Thursday, January 5, 2012

Obama Deepens the Divide

The Gang of 14 that tried to compromise the Democratic filibustering of judges during the Bush administration had a reason for their fudge.  They knew that the "nuclear option" of demanding an up or down vote on judges would deepen the red-blue divide.  It would make Democratic supporters mad.

Politicians are famous for avoiding tough decisions; they know that people on the wrong side of a tough decision appear in force at the next election.  Politicians want their supporters to be energized and raring to vote.  They want the opposition to be divided and demoralized.

So when President Obama does a recess appointment of Richard Cordray as chief of the new Consumer Financial Protection Bureau and three recess appointments on the National Labor Relations Board when Congress technically isn't in recess he is asking for a fight.  He is sharpening the red-blue divide in America.
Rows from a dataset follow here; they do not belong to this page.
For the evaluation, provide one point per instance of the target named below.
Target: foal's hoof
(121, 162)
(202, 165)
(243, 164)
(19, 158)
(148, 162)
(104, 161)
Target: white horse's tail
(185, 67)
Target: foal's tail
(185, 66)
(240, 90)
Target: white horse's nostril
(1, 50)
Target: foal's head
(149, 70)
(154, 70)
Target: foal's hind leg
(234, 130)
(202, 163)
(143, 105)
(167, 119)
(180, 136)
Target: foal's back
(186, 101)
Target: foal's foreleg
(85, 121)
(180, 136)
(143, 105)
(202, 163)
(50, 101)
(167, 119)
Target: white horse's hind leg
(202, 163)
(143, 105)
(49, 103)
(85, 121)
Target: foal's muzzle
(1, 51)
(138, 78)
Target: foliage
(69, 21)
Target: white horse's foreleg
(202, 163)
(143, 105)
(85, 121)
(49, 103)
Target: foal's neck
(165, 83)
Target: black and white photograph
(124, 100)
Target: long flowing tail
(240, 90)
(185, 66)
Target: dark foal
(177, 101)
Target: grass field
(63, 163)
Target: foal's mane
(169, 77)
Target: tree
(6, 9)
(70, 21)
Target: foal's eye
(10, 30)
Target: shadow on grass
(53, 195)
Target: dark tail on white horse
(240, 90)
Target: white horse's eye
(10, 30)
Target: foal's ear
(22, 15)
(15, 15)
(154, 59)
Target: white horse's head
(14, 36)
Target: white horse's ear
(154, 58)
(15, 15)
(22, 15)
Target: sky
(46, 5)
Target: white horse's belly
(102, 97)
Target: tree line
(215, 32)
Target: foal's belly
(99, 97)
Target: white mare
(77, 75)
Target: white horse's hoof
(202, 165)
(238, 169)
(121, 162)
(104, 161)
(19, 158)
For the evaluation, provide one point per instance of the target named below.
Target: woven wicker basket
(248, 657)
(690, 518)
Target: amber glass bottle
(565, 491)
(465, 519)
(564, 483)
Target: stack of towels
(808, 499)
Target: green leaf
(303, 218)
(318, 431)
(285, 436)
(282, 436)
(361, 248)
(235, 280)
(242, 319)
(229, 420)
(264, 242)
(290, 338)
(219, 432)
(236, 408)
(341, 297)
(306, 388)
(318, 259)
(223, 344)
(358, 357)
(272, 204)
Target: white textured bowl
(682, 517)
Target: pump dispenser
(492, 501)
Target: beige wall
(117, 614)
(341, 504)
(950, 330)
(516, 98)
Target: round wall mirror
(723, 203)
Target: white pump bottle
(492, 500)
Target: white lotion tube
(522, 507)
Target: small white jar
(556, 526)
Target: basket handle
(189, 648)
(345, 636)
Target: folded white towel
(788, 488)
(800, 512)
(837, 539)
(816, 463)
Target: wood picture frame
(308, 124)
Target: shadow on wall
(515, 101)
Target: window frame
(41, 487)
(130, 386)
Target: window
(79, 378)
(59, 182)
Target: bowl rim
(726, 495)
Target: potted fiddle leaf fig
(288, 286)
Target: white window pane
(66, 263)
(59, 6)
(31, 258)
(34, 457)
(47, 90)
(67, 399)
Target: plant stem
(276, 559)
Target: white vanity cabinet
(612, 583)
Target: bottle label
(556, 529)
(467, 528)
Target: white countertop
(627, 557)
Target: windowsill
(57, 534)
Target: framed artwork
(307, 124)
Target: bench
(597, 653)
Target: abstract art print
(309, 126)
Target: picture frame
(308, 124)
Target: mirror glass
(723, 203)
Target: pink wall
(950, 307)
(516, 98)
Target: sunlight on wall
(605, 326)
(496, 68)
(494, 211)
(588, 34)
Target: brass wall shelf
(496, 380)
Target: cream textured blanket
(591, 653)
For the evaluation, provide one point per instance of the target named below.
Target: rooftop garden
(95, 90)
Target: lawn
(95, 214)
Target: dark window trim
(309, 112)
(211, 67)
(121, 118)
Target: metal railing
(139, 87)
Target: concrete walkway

When Republicans do this sort of thing the mainstream media regards it as outrageously "divisive."

I'm not anxious to argue the constitutionality of the president's actions.  Clearly the Republicans are playing games and using technical gimmicks to avoid a formal "recess."

My concern is something bigger.  It comes from my definition of "government is force, and politics is talking about force."  Or you could say that politics is civil war by other means.  On this understanding of politics and government you have in your mind all the time the fact that any winner on any issue in politics is winning a fight, not persuading the losers about an argument.  That is why politicians usually try to pass big issues with a "bipartisan majority."  They want to create the atmospherics of consensus, that everybody got something to take home with them.

The great achievements of the Obama administration have mostly been raw partisan victories: stimulus, ObamaCare, Dodd-Frank.  In addition the Obama victories have been expressions of the pure liberal approach to politics, that almost everything could and should be a bureaucratically administered program of regulation.  Thus there is almost nothing in the Obama achievements that conservatives have participated in and have supported.  Conservatives believe that government programs and regulations are wasteful at best and usually end up as a corrupt banquet of the special interests.

There was another time in our history when the nation was profoundly divided about its future and when each side used every trick in the book to get one-up on the opposition.  It was the 1850s in the run-up to the Civil War.